Yes of course I will send the "share plan" off to a solicitor but even finding one that specialises in these contracts isn't easy I've heard. This will be my PPOR.

Any insight would be appreciated. Thanks all, have a great day.

Comments

  • +2

    The title of the property is Company title..
    Read this: http://www.realestate.com.au/advice/strata-title-company-tit…

  • +1

    There is no one answer with company titles - it all comes down to what is written in the constitution/rules/whatever. It can say almost anything, and certainly things such as needing approval for new owners, setting maximum LVR (or even no mortgages being allowed) and only allowing owner-occupiers are common. You need to have your solicitor review it and discuss it with them.

    Banks don't like them mainly because of the restrictions on sale/use, which limits the market for them and therefore the value.

    Some company titles can be converted to strata title, but you would want to speak with someone very experienced in doing so to discuss if that is what you want to do.

    • Thanks djkelly. Good advice.

  • +1

    Companies don't get the 50% CGT discount, you should see an accountant before you purchase any property in a company.

    • You mean if you sell before 12 months from purchase date you don't get a 50% discount on the profit made, hence you pay more CGT? What if you sell after 12 months?

      • +1

        Regardless of time, companies don't get the discount.

        https://www.ato.gov.au/General/Capital-gains-tax/Working-out…

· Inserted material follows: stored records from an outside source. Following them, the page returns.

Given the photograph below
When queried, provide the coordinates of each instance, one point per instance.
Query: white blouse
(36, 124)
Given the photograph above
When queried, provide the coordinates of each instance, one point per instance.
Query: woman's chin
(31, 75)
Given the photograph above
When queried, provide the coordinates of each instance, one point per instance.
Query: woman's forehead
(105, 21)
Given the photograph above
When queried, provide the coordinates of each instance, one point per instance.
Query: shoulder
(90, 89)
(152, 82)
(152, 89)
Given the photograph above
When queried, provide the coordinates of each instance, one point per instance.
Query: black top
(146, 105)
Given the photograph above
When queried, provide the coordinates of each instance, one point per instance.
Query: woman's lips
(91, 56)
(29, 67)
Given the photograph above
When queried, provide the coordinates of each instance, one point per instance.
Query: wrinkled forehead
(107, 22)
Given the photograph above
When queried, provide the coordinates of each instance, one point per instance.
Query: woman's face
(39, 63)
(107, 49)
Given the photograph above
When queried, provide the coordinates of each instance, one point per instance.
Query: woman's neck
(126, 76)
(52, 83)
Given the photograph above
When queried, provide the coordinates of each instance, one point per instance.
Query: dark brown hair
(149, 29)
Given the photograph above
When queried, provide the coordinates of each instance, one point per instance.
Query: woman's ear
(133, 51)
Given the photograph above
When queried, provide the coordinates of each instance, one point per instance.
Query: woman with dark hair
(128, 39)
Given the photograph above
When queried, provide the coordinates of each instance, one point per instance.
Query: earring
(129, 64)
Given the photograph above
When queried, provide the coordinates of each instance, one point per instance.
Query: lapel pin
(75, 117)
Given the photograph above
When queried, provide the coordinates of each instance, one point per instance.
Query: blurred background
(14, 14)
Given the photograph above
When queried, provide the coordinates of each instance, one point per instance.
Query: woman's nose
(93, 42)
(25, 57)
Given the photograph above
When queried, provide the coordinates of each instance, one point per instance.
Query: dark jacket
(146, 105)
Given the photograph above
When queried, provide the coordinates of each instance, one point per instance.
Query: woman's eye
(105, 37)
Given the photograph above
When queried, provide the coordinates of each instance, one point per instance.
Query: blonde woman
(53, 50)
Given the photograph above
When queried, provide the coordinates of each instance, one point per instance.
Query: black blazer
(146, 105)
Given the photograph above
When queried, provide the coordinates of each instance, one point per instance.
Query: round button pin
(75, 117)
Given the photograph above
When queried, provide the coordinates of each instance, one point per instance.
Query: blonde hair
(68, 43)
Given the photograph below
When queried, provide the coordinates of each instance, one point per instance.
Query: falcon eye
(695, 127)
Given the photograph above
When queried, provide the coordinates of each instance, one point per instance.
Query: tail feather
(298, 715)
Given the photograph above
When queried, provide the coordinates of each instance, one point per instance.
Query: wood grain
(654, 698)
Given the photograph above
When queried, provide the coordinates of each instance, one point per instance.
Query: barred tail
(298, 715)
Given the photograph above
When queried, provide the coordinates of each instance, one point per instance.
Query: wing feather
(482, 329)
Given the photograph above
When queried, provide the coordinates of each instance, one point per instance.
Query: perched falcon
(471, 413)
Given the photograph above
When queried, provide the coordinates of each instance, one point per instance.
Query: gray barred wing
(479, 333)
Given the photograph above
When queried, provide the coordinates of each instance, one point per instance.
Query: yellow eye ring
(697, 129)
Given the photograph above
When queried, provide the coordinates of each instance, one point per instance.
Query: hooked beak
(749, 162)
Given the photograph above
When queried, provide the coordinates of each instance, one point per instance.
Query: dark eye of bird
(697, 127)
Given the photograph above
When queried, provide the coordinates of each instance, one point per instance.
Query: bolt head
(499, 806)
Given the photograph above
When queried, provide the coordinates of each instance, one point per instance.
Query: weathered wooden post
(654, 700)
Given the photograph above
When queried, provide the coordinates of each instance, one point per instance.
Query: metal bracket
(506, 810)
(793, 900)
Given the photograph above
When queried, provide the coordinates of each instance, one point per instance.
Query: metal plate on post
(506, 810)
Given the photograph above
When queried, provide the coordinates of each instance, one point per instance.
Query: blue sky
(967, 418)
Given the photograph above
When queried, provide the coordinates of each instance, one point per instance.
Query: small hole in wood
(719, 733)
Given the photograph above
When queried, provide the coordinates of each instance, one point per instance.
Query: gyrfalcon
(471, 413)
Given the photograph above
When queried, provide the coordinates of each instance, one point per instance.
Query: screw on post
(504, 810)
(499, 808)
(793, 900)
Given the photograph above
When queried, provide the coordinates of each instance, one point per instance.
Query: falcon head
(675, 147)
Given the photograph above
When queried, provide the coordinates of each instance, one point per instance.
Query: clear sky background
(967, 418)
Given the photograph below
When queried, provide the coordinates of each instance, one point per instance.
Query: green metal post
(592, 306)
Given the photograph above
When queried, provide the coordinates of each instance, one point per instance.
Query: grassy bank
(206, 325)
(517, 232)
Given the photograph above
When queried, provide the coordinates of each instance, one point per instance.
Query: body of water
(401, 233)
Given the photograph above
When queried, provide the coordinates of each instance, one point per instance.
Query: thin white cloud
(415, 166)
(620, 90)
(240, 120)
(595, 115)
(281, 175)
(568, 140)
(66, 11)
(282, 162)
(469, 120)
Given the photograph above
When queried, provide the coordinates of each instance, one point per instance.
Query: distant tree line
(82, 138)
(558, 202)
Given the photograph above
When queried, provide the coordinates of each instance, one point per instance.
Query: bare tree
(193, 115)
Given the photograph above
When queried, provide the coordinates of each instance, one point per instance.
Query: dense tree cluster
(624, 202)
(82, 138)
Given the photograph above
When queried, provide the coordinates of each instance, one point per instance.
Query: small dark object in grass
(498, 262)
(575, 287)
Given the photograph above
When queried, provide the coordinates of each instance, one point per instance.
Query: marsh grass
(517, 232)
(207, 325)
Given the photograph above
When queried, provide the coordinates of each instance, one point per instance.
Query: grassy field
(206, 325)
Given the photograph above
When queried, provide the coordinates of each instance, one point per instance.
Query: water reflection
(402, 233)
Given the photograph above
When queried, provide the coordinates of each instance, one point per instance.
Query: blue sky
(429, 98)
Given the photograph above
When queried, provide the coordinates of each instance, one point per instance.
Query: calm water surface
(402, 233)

        CGT discount method:

        For assets held for 12 months or more before the relevant CGT event.*

        Allows you to reduce your capital gain by:

        50% for individuals (including partners in partnerships) and trusts
        33 1/3% for complying super funds.
        

        Not available to companies.

        • Understood. Yet another important thing to consider. Thanks for the info.